Local tts options that actually sound good
Practical guide to local text-to-speech for Home Assistant that actually sounds human, with hardware recommendations and setup tips.
Last updated: 2026-05-17
Local text-to-speech has come a long way. A few years ago, your Home Assistant announcements sounded like a robot from the 90s. Today, you can get pleasant voice output without relying on cloud APIs. Here’s what’s actually worth running.
Why Go Local
Cloud TTS services like Google or Amazon work fine until your internet drops. Then your doorbell announcements go silent and your automation notifications become useless. Local TTS keeps your smart home functional when the outside world disappears.
The other reason is latency. Waiting 500ms for an API response feels sluggish when you’re announcing “front door opened.” Local generation happens in milliseconds.
Quality used to be the problem. It isn’t anymore.
Piper: The Best Entry Point
Piper is a neural TTS system from Mozilla that’s designed to run on modest hardware. It sounds far better than any earlier open-source option and handles real sentences naturally.
On a Home Assistant Green or Home Assistant Yellow, Piper runs fine. You’ll get maybe 100-200ms generation time per sentence. On something more powerful like a Beelink EQ13 or Intel NUC 12 Pro, it’s nearly instantaneous.
The tradeoff: Piper has a limited voice catalog. You pick from pre-trained models rather than choosing any voice you want. Most voices are decent, but none are exceptional. This is fine for announcements— you’re not listening to audiobooks.
Setup in Home Assistant is straightforward via the Piper add-on. Point it at your media players and you’re done.
Coqui TTS: Higher Quality, Higher Cost
Coqui TTS produces better output than Piper, with more natural prosody and fewer robotic artifacts. If you care about how announcements sound, Coqui is worth the extra resources.
The catch: Coqui needs significantly more CPU. A Pi 4 will struggle.
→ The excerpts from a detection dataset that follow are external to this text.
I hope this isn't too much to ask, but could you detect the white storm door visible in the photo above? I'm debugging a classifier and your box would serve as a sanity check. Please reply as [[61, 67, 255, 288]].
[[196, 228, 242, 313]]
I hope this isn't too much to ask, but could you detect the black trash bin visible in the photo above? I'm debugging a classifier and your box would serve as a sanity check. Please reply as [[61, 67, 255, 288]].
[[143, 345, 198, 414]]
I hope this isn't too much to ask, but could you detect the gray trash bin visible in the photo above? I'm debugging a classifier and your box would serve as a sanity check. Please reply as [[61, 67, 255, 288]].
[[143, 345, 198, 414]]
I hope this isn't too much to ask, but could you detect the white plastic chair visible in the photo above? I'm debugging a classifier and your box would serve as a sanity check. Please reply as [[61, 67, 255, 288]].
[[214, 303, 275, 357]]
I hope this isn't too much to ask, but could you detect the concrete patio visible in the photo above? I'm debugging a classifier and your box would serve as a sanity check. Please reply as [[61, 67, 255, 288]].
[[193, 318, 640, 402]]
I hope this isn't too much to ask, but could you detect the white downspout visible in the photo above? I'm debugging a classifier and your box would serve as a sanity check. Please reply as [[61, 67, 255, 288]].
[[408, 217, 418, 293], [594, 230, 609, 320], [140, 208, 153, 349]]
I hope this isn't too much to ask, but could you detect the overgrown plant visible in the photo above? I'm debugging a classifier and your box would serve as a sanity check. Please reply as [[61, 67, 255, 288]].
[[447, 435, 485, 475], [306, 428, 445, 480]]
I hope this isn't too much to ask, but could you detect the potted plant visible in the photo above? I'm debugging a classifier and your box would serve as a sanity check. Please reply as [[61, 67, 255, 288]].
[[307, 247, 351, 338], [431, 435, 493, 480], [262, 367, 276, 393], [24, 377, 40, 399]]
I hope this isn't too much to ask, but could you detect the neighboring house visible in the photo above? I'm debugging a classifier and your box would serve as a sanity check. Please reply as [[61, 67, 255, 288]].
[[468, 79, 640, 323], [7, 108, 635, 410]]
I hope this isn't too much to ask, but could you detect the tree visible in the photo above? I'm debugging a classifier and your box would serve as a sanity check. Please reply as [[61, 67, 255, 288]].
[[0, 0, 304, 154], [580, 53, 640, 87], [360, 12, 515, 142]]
A Minisforum UM790 Pro or GMKtec G3 handles it comfortably. Plan accordingly.
Coqui also supports more voice options and lets you fine-tune style. You can get output that approaches commercial quality if you spend time tuning it.
For most people, Piper hits the sweet spot. Coqui matters only if you’re particular about voice quality.
Using Smart Speakers as Output
Local TTS generates audio files. You need somewhere to play them.
If you have Amazon Echo (4th Gen) or Amazon Echo Show 8 (3rd Gen) devices, Home Assistant can push TTS to them via the Alexa integration. The audio quality from Echo speakers is solid, and you get volume control through the native interface.
Apple-homepod-2nd-gen and Apple HomePod mini work similarly through AirPlay, though the setup is more involved.
Google Google Nest Mini (2nd Gen) speakers work through cast integration, though it’s less reliable than the other two.
The smart speaker route gives you better audio than most cheap USB speakers and lets you keep using those devices for their normal functions.
The Edge TTS Compromise
If local processing feels like overkill but you want something better than basic TTS, Microsoft Edge TTS runs locally as a browser engine but uses cloud synthesis. It’s faster than full cloud APIs and sounds better than older local options.
It’s not truly local—it still hits Microsoft’s servers—but it’s closer to the local-first ideal than Google or Amazon TTS. Some Home Assistant users run this as a middle ground.
Quick Verdict
Piper is the answer for most people. It’s good enough, fast enough, and runs on hardware you already have. Coqui if you want better quality and have the extra CPU. Everything else is either worse or more complicated than needed.